The Pitfall of Reliance on Providentialism

In a previous post, I mentioned that reliance on “providentialistic” views was one potential difficulty for present-day Stoics. Today I’ll explain this a bit.

When I say “providentialistic” or “providentialism,” I’m referring to what theoretical discourses term “divine providence,” or perhaps more accurately, a belief in divine providence. In short, belief in divine providence is the belief that everything which happens, happens in accordance with a plan that God, or the gods, have laid out, and thus happens for the best and ultimately is good. Here are a couple reliable articles if you would like to know more, a shorter and longer.

Providentialistic views, besides of course the belief in divine providence, would be any views which incorporate or rely on a belief in divine providence.

Stoicism, as it’s come down to us, tends strongly to rely on divine providence in at least a couple different ways. One is the view that the way the cosmos (the world or universe) is ordered is the very best possible arrangement for it.

Building on that, Stoicism likes to have one take the point of view of the universe itself, reather than the much more limited point of view of the individual human being. However, it also likes to go further and, building on taking the viewpoint of the universe, have one see the events and circumstances of one’s life, and in the world at large, as being all for the best, as the best possible arrangement, and thus as good. (This, by the way, is where the perspective and exercise has become providentialistic.) And on that basis one can accept and even affirm whatever happens to themself or to others as good.

It’s worth emphasizing this is not only theoretical or doctrinal. It belongs to philosophical practice. Many Stoic meditations and re-framings involved in training what we might call the will — certainly in training desire and aversion — rely on belief in divine providence.

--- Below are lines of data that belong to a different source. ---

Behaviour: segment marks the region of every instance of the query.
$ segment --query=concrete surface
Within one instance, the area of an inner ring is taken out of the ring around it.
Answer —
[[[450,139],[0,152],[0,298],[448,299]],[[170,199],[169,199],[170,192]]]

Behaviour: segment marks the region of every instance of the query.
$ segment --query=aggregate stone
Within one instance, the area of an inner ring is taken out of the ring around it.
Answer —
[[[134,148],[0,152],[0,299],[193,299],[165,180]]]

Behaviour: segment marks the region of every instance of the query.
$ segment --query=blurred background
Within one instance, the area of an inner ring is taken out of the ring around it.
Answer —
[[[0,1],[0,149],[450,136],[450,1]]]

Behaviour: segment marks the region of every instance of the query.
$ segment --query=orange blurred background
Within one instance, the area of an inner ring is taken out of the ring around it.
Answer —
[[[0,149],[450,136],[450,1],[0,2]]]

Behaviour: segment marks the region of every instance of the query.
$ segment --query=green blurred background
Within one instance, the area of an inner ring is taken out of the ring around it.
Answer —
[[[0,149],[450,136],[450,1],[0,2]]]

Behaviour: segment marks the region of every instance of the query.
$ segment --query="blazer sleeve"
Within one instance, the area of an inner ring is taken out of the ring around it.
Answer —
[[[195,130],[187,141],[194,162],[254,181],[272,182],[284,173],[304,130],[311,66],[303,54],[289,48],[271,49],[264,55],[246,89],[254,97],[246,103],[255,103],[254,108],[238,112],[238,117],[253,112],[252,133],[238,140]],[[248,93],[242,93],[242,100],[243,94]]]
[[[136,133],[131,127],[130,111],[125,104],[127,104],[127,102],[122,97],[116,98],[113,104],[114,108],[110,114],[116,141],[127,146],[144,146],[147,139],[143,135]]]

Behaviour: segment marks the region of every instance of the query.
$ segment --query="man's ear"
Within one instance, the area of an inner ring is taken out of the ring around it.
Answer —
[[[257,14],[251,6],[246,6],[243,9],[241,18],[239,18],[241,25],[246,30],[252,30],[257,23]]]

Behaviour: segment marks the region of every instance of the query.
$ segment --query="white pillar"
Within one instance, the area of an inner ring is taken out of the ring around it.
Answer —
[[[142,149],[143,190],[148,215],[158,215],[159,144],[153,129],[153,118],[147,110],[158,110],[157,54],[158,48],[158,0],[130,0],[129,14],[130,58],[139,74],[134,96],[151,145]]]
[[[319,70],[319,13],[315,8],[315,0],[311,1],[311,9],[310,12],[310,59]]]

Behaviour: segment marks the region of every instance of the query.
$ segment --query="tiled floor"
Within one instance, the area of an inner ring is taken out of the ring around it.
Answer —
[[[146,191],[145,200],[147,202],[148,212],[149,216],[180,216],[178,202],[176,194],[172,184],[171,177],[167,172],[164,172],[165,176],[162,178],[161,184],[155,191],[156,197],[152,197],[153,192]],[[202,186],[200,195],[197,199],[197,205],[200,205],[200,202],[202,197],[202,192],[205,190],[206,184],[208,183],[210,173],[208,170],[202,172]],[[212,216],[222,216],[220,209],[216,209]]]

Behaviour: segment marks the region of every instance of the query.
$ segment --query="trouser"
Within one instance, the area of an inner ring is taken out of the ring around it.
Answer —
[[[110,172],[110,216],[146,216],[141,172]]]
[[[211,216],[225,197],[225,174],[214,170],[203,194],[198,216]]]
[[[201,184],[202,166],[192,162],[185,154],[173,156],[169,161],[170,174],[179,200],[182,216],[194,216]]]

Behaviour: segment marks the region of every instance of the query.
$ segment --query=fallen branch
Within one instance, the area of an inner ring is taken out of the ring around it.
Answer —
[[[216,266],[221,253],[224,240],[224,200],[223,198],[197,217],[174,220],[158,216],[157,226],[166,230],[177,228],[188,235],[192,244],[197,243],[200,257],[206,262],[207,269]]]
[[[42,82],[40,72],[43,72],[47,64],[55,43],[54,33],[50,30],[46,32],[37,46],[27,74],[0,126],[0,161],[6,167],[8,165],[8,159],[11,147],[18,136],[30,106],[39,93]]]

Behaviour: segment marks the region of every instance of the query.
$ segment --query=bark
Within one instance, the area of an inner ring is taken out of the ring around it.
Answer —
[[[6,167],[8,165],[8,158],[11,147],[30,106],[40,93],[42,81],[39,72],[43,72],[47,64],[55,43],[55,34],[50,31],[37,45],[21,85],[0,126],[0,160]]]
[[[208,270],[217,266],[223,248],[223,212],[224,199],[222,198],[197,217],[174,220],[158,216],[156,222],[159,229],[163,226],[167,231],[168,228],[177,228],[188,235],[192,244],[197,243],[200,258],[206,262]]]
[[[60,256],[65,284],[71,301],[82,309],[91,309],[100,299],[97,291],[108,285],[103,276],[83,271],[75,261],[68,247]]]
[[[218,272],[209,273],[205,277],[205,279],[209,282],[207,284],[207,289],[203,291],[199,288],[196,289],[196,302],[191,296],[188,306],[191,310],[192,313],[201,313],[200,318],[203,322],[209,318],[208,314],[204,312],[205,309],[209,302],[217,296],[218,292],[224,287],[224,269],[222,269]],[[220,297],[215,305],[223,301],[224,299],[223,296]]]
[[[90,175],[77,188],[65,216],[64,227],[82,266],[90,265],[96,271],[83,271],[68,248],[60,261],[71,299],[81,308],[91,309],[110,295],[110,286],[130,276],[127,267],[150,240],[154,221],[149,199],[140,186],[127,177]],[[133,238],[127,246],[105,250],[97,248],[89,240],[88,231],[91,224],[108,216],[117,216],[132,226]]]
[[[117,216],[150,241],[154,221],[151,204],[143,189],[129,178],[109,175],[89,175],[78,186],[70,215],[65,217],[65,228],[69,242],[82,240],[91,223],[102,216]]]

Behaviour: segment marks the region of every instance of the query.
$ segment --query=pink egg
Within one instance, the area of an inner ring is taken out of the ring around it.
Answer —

Now on the one hand, if you currently find divine providence highly convincing, then there may be no immediate practical difficulty for you. On the other hand, if you do not find divine providence convincing, the Stoic reliance on providentialistic views may present real practical difficulties to your Stoic practice. Certainly many people are not convinced of divine providence, and I suspect a high proportion of individuals who are drawn to Stoic philosophy may be among these.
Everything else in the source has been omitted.